Mais aucun accord ne semble avoir été conclu pour le moment, si bien qu’une nouvelle réunion est d’ores et déjà programmée, d’ici la fin du mois de juin 2021 avec le ministre d’État Pierre Dartout, le conseiller-ministre aux finances et à l’économie, Jean Castellini, le conseiller-ministre à l’intérieur, Patrice Cellario et le secrétaire général du gouvernement, Robert Colle. Et, en ce qui concerne l’AETIM, il semblerait que cette troisième réunion soit bien la dernière qu’ils acceptent de suivre sans avancée notable : « Si nous avons le sentiment d’être écoutés, nous espérons être entendus […]. Si nos demandes n’étaient pas satisfaites, nous serions contraints de changer de stratégie », prennent-ils soin de noter. Car, toujours d’après eux, la concurrence étrangère est déloyale : « Les vingt taxis électriques saisonniers qui avaient fait leur première saison […] ne seront pas en exploitation pour la deuxième année consécutive, par manque de perspectives de travail. Par contre, cent quarante professionnels du transport français sont autorisés à venir travailler en principauté sans aucune restriction ou presque, et sans reverser aucune TVA, simplement en payant une vignette annuelle, dont le montant bien faible au regard du chiffre d’affaires réalisé en principauté, est d’environ une soixantaine d’euros par mois. » L’AETIM évoque ainsi une dégradation des conditions de travail des chauffeurs taxis de Monaco « depuis plusieurs années » et espère davantage l’arbitrage, pour ne pas dire l’aide, du gouvernement princier, afin de préserver ses chauffeurs de la concurrence directe sur le territoire monégasque.

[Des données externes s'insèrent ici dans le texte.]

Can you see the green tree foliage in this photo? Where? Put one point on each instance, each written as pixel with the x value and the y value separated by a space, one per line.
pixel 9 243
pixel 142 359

« Depuis plus d’un an, nous avons prôné le dialogue constructif en toute confiance, des avancées ont vu le jour, mais elles sont encore trop timides et non pérennes »

L’association des exploitants de taxis indépendants de Monaco (AETIM)

Des avancées « trop timides »

D’ici la prochaine réunion, qui se conclura peut-être par un accord à long terme, le gouvernement ne se prononce pas encore directement sur le sujet de l’ouverture à la concurrence limitrophe. Mais il évoque la création prochaine d’une nouvelle application mobile censée soutenir et promouvoir les taxis de Monaco auprès de la clientèle. Un projet placé « sous la direction du conseiller-ministre Jean Castellini », comme le rappelle l’AETIM, qui participe à l’élaboration de la dite application client sur smartphone. Ce projet s’accompagne par la création de « Tickets Taxi+ », qui offrent aux clients de la principauté une course équivalent à 15 euros après un achat dans un commerce ou restaurant partenaire. Sur cette course, dix euros sont ainsi pris en charge par l’État, alors que les cinq euros restants reviennent au commerce en question. Malgré cette initiative, l’AETIM en veut plus et attend des « décisions fortes » de la part du gouvernement : « Depuis plus d’un an, nous avons prôné le dialogue constructif en toute confiance, des avancées ont vu le jour, mais elles sont encore trop timides et non pérennes », regrette l’association, dans son communiqué. Dans son combat, l’AETIM s’est vue recevoir le soutien du président du Conseil national, Stéphane Valeri, qui s’exprimait à ce sujet dans les colonnes de Monaco Hebdo : « Il est évident, plus encore dans cette période difficile concernant leur activité, qu’une attention toute particulière doit leur être portée. Pour notre assemblée, la priorité nationale doit s’appliquer dans ce secteur comme dans les autres. » Mais, face à la concurrence d’Uber et consorts, c’est bien la profession des chauffeurs taxis en elle-même qui est en plein bouleversement, au-delà des frontières monégasques. La garantie du monopole promet encore de poser question.